El Rastro no
es un lugar simbólico ni es un simple rincón local, no; el Rastro es en mi
síntesis ese sitio ameno y dramático, irrisible y grave que hay en los
suburbios de toda ciudad, y en el que se aglomeran los trastos viejos e
inservibles, pues si no son comparables las ciudades por sus monumentos, por
sus torres o por su riqueza, lo son por esos trastos filiales. Por eso donde he
sentido más aclarado el misterio de la identidad del corazón á través de la
tierra, ha sido en los Rastros de esas ciudades por que pasé, en los que he
visto resuelto con una facilidad inefable el esquema del mapamundi del mundo
natural.
¡Oh, el
Mercado de las pulgas de París, en la Avenida Michelet, gran coincidencia de
todo París, trágica sama de su historia y su galantería y de aquella calle
conmovedora y de aquella noche y de aquello y aquello otro en un revoltijo, en
una confusión, en una incongruencia profunda!... ¡Oh, el mercado judío de
Londres, en el barrio Whitechapel en Middlesex, rasero común de toda la gran
ciudad, descanso y abismamiento de todas las observaciones hechas en caminatas
largas y anhelantes!
El Rastro es
siempre el mismo trecho relamido de la ciudad, planicie, costanilla, gruta de
mar o tienda de mar, que es lo mismo, playa cerrada y sucia en que la g:an
ciudad—mejor dicho—, las grandes ciudades y los pleblecillos desconocidos
mueren, se abaten, se laminan como el mar en la playa, tan delgadamente,
dejando tirados en la arena los restos casuales, los descartes impasibles, que
allí quedan engolfados y quietos hasta que algunos se vuelven a ir en la
resaca.

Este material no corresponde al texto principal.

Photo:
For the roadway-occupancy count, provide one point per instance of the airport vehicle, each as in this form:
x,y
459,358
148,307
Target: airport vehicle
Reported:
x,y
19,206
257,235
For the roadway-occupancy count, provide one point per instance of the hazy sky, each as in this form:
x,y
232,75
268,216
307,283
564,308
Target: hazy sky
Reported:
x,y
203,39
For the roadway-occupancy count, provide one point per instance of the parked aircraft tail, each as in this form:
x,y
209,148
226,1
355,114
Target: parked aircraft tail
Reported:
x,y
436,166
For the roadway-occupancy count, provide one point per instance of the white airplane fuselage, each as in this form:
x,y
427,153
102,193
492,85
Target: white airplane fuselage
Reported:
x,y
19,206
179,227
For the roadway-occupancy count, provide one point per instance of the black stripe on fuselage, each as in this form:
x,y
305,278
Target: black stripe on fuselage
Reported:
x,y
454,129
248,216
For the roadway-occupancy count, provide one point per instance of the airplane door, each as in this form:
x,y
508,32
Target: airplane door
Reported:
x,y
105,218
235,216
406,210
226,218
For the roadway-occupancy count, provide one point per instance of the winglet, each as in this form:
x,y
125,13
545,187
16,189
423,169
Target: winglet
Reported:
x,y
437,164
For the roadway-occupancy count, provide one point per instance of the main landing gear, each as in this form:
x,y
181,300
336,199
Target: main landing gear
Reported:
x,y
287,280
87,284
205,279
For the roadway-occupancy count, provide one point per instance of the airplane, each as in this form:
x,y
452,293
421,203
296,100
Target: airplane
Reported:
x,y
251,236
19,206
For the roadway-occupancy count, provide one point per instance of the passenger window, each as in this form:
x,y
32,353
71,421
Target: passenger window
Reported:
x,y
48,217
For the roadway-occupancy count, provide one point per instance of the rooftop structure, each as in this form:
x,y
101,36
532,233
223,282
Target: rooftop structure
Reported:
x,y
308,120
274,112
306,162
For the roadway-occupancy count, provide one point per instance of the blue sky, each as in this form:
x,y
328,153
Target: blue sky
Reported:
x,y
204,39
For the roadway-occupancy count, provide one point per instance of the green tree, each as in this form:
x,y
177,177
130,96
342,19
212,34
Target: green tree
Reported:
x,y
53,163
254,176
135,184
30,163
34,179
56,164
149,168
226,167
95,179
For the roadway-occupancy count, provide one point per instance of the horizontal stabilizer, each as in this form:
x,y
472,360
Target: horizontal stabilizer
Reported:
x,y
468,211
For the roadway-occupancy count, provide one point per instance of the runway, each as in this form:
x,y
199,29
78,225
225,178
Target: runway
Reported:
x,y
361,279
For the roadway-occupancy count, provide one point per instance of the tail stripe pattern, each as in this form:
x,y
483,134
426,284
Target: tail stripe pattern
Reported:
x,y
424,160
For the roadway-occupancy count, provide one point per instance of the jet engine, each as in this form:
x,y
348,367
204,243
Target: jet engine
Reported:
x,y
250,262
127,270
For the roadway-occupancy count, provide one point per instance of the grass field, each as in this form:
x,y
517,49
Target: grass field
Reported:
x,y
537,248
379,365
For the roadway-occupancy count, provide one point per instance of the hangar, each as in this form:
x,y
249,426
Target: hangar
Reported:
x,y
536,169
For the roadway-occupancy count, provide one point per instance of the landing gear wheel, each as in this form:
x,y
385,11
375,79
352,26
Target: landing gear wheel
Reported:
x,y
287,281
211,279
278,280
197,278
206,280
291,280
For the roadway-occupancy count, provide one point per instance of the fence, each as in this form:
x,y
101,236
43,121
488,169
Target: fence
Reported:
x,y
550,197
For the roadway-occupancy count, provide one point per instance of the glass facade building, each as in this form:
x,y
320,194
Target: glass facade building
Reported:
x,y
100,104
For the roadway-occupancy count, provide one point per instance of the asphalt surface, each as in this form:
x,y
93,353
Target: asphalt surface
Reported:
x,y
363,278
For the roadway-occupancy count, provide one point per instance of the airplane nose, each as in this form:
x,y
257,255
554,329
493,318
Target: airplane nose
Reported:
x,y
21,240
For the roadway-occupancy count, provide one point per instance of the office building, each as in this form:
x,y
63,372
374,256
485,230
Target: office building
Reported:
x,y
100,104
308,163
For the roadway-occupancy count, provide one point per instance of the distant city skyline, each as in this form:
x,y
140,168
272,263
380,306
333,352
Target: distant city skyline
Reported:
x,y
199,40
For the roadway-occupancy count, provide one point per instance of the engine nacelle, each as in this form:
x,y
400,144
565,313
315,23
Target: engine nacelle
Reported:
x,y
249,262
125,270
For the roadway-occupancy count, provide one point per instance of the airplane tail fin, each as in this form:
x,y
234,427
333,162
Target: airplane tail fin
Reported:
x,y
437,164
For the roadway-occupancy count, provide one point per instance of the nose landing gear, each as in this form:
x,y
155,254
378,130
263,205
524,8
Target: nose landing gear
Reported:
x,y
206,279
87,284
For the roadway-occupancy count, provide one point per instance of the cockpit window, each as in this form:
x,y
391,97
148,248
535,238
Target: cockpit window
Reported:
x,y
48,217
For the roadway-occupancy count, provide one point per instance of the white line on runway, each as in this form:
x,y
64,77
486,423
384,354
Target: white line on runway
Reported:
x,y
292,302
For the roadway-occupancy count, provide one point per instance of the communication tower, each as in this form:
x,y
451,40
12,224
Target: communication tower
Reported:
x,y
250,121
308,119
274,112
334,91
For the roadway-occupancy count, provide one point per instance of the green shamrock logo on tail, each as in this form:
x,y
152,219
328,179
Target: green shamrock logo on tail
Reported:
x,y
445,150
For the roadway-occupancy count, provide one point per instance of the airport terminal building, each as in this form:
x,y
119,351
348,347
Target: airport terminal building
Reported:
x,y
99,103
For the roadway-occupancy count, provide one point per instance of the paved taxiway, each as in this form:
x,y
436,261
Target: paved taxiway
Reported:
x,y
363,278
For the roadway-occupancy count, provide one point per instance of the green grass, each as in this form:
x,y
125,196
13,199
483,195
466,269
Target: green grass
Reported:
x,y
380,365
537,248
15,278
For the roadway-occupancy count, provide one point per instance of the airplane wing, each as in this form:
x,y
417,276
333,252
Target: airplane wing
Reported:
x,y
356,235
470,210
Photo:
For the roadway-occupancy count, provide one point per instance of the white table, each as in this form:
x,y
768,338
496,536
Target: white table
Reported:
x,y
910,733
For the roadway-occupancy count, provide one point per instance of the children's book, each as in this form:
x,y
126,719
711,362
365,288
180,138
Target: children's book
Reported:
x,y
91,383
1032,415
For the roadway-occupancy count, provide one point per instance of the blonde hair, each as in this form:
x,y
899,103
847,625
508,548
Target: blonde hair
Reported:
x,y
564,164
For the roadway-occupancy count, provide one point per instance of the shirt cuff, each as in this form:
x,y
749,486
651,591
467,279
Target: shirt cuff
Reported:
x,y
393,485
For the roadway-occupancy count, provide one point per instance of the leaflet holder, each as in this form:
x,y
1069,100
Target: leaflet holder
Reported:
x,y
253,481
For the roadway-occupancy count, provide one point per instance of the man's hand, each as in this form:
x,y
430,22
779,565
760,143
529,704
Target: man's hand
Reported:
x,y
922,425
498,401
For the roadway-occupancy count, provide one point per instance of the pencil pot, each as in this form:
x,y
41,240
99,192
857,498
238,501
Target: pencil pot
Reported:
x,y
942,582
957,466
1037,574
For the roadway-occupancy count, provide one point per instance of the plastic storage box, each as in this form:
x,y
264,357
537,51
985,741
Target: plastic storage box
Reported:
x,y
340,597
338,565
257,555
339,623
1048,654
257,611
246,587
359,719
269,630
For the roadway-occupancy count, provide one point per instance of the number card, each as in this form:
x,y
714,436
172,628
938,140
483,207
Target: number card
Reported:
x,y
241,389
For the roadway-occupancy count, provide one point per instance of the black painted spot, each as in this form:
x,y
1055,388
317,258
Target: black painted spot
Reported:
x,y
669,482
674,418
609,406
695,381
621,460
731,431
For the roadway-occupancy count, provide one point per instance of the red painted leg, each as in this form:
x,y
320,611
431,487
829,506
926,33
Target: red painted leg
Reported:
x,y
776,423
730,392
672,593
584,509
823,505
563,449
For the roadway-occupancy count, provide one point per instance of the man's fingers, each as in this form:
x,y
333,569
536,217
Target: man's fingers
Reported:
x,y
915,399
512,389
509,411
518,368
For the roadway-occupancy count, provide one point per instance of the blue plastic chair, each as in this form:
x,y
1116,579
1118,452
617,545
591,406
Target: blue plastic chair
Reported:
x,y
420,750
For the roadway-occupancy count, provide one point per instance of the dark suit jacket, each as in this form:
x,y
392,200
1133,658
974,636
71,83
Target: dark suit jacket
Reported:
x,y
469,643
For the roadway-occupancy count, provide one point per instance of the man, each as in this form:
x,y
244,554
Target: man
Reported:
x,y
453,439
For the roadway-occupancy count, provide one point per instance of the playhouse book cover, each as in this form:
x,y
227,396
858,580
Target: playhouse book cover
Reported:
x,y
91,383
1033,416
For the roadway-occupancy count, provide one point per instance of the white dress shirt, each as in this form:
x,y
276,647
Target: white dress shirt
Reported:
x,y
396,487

El Rastro es un juego de mar, pero no de cualquier mar, sino de un mar
aislado como el Mar Negro, el mar de aguas más espesas y más repugnantes,
aunque a la vez el de aguas más azules, un mar así, central, cerrado por todo
un continente, y que además se comunicase escondidamente con los demás mares.
Un mar continental, secreto, salado, que a través de una estrecha bocacalle
entrase de vencida en la blanda playa del Rastro para abrir á ras de tierra su
mano llena de cosas.
¡Y qué cosas!
Cosas carnales, entrañables, desgarradoras, clementes, lejanas, cercanas,
distintas: cosas reveladoras en su insignificancia, en su llaneza, en su
mundanidad. «¡Maravillosas asociadoras de ideas!...» ¡Actitud la de esas cosas
revueltas, desmelenadas y amontonadas, Simplicias y coritas! Todo tiene una
templanza única, nada es ya religioso con ese sanguinario y envidioso espíritu
de los dioses, ni nada es tampoco pretencioso con esa dura y ensañada
pretensión del arte lleno de tan pesado y tan aflictivo orgullo por el estigma
de divinidad que obliga á soportar y por los implacables deberes estéticos a
que somete. Aquí todo eso perece, se depura y se desautoriza porque es escueta
y pura la contemplación como consecuencia de su raíz, de su total, de su
completa impureza.
Todo en el
Rastro es para el alma una purga ideal que la calma, la despeja, la ablanda, la
resuelve, la llena de juicio y para que no la fanatice ni ese juicio le
facilita un suave escape.
Las cosas del
Rastro no están, como vulgarmente se puede creer, en una situación precaria,
no; su momento es el momento de paz y caridad después del éxodo y de la mala
vida y todas ellas se ufanan y se orean como en el descanso del fin.